Erdoğan: 5 Mart'ta Putin, Macron ve Merkel ile buluşacağız

Cumhurbaşkanı Recep Tayyip Erdoğan, İdlib konusunu görüşmek üzere 5 Mart'ta Rusya Devlet Başkanı Vladimir Putin, Fransa Cumhurbaşkanı Emmanuel Macron ve Almanya Başbakanı Angela Merkel ile buluşacaklarını açıkladı.

Eklenme Tarihi: 22 Şub 2020
4 dk okuma süresi
Güncelleme Tarihi: 26 Eyl 2024
Erdoğan: 5 Mart'ta Putin, Macron ve Merkel ile buluşacağız

Erdoğan, Bergama ilçesinde halka hitap etti.

Tam 40 yıldır millete hizmetkar olmanın şerefini yaşadıklarını belirten Erdoğan, 18 senedir bütün Türkiye'ye azimle, aşkla hizmet götürdüklerini dile getirdi.

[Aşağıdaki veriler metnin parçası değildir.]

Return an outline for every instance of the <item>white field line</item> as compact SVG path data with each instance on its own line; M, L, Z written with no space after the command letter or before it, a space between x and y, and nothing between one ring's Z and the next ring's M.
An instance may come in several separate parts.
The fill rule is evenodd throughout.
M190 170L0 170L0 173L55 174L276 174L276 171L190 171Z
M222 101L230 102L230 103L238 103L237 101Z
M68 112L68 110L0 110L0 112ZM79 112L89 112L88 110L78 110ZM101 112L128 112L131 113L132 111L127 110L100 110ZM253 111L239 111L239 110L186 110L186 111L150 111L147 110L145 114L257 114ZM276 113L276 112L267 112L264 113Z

"Siyasi hayatımızın hiçbir döneminde yılgınlığa kapılmadık. İnsanımızın inancına meşrebine mezhebine hayat tarzına göre ayrım yapmadık Hangi görüşte olursa olsun insanları baştacı yaptık. Türkiye kardeşlikle büyüdü demokrasiyle güçlendi, özgürlüklerle ilerledi" diyen Erdoğan, "Sadece ekonomide değil, ulaşımdan sağlığa, tarımdan turizme her alanda ülkemiz destan yazdı. Bizden önce yaklaşık 80 yılda yapılan hizmetlerin katbekat fazlasını 18 seneye sığdırmayı başardık" ifadelerini kullandı.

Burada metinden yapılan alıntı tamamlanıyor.